Moving to Downtown Boston

Make Sure Your New Property Isn’t Sinking First

There’s a certain attraction to living in Boston. Although it’s quite expensive, living in the heart of the city means you get to be close to some of the best things the state has to offer, including a rich history, world-class healthcare facilities, and plenty of day and nighttime activities.

It’s also hard not to fall in love with the idyllic New England look of some of Boston’s nicest neighborhoods. There’s a good reason property in places like Beacon Hill and Back Bay fetch such a high price.

But if you’re considering moving into one of Boston’s nicest neighborhoods, you need to do your homework first. Because of the way some of these historic buildings were constructed, they may be at risk of sinking into the ground.

Here’s what to watch out for if you’re thinking about moving to the North End, the Back Bay, the South End, or Beacon Hill.
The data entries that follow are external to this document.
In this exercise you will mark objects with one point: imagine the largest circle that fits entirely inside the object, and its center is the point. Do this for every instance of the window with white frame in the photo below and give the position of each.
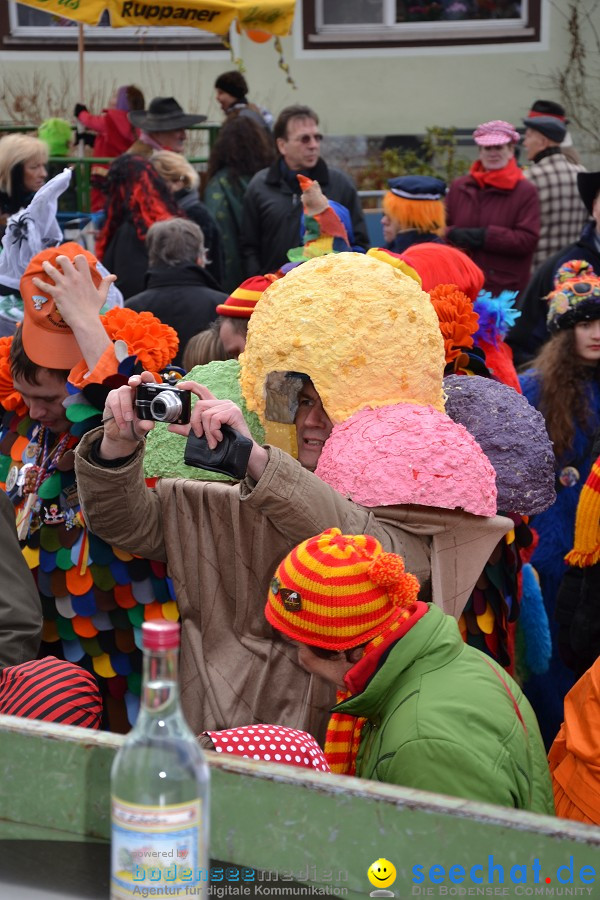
(26, 24)
(359, 22)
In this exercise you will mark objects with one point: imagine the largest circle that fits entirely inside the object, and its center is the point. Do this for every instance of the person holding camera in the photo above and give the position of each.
(222, 543)
(54, 375)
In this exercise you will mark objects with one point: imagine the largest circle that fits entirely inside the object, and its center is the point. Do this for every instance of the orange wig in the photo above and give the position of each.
(424, 215)
(442, 264)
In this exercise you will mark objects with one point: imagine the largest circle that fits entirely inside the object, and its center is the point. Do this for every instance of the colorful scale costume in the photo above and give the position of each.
(94, 596)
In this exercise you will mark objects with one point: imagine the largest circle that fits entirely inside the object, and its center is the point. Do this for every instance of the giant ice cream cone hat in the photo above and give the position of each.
(364, 333)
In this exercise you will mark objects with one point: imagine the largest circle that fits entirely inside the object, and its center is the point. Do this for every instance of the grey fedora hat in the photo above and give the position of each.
(163, 114)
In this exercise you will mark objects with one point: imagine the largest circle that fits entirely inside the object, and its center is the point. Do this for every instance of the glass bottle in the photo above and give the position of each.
(160, 787)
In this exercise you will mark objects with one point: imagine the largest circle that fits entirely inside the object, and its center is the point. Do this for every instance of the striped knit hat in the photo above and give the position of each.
(575, 298)
(337, 591)
(51, 690)
(240, 304)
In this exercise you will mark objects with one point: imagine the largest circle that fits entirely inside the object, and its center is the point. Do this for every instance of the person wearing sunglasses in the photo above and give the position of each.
(272, 203)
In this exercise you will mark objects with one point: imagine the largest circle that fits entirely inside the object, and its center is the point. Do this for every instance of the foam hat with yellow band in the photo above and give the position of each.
(395, 260)
(338, 591)
(241, 302)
What’s Causing the Sinking?

To understand what’s going on, we must look back through history.

When Boston was first founded, the landmass that the city was situated on was much narrower than what you see today. Many of the areas around the city were mudflats, including the areas we now know as Back Bay, Fenway, and many parts of the North End.
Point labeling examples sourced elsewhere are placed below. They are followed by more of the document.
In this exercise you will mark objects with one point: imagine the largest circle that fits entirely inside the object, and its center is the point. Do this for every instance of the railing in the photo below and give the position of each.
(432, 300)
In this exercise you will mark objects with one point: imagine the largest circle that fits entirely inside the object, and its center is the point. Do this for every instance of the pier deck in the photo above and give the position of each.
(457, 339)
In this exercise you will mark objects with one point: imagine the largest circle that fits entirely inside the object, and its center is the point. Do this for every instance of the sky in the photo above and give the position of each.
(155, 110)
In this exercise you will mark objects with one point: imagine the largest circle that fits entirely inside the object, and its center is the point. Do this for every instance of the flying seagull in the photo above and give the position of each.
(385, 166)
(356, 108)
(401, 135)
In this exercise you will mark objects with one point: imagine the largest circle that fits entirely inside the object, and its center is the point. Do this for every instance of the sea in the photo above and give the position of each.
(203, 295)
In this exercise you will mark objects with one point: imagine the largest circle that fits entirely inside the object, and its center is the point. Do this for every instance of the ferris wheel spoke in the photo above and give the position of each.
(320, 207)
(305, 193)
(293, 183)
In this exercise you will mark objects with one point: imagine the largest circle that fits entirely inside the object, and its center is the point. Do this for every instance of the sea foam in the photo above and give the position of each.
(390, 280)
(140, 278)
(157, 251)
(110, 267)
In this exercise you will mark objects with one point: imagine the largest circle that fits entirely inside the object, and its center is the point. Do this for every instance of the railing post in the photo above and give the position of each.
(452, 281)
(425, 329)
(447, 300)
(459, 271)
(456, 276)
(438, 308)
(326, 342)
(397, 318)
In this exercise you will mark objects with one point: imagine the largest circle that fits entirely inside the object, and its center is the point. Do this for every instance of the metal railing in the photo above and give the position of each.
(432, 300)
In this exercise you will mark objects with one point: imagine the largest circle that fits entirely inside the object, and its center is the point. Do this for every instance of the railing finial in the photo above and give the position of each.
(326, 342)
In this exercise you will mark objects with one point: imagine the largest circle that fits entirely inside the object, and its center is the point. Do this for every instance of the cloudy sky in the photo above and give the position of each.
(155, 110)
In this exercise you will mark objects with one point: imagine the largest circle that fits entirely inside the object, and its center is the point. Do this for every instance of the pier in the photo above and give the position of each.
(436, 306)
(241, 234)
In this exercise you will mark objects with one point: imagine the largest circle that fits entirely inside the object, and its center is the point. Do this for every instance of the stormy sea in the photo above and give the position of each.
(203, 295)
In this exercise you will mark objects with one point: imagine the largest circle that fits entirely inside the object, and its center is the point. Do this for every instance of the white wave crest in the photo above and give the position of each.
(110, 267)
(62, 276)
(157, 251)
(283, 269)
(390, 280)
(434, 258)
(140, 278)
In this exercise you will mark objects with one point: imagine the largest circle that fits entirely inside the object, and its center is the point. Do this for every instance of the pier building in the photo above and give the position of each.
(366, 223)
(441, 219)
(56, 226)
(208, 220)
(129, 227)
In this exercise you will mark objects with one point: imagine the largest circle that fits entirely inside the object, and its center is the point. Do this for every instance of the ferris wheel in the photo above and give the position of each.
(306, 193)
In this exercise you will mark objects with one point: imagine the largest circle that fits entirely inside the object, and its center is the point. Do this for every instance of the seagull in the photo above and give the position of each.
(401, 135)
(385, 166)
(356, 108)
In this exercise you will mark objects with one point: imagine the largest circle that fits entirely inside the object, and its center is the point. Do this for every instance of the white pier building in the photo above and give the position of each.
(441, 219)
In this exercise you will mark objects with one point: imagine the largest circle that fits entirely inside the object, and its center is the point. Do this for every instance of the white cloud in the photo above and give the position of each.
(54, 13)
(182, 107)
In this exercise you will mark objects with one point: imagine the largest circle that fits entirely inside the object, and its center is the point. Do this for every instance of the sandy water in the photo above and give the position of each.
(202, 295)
A significant percentage of the city and its surrounding area didn’t even include stable land more than 300 years ago, as you can see here:

To accommodate Boston’s growth, these areas were filled with sand and gravel. The buildings placed on top of that sand and gravel were also built on top of wood piles or pilings, which are columns of wood.

Many of Boston’s real estate is historic. Although the buildings have been renovated, they still have many of the trappings of when they were first constructed. Unfortunately, many of the buildings in downtown Boston are still supported by these wooden pilings that were put in place when the buildings were first constructed.

Those wooden pilings work perfectly well when they’re submerged in groundwater. The groundwater protects them from rot and many of the other elements and organisms that degrade wood.

But when groundwater recedes, those pilings become exposed, causing them to deteriorate. This has occurred numerous times throughout their history, and some of those pilings are beginning to rot away.

What Does This Mean for People Who Want to Buy in This Area?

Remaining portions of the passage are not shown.